KARACHI (Reuters) - Already struggling to cope with hundreds of al Qaeda and homegrown militant cases, Pakistan's courts risk being swamped by the latest mass detentions unless the authorities unclog an easily manipulated appeal system.
A government crackdown in the past two weeks has netted some 600 militants, Islamist activists and firebrand preachers.
Over half the cases could fall under the ambit of an anti-terrorism law, while others will involve charges such as the misuse of loudspeakers in mosques.
President Pervez Musharraf's war on terrorism is already bogged down in his country's courts. Jails are crammed with militants staving off justice through an overloaded appeal system, and who are possibly in touch with their networks.
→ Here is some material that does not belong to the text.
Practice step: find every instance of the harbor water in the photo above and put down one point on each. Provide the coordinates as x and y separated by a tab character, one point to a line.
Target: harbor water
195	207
"I believe justice hurried is justice buried. But trials of criminals are now taking years," said Qazi Mohammad Jameel, a retired high court judge and now president of the Supreme Court Bar Association. "There is a need to expedite cases, including terrorist-related ones."
There is a shortage of judges, a problem Federal Law Minister Wasi Zafar said is being addressed. But observers say those brave enough to preside in cases involving militants need far more protection.
"Both issues are impeding the process of dealing with terrorist cases," says Samina Ahmed, who heads the Brussels-based International Crisis Group in Pakistan.
Musharraf, stung by depictions of Pakistan as a breeding ground for terrorists following deadly bomb blasts in London and Egypt's Red Sea, has vowed to turn detentions into convictions.
"Now we will try every wrongdoer, every extremist and militant under the Anti-Terrorism Law," Musharraf told journalists in Lahore last week, referring to a law that allows suspects to be held for a year without being charged.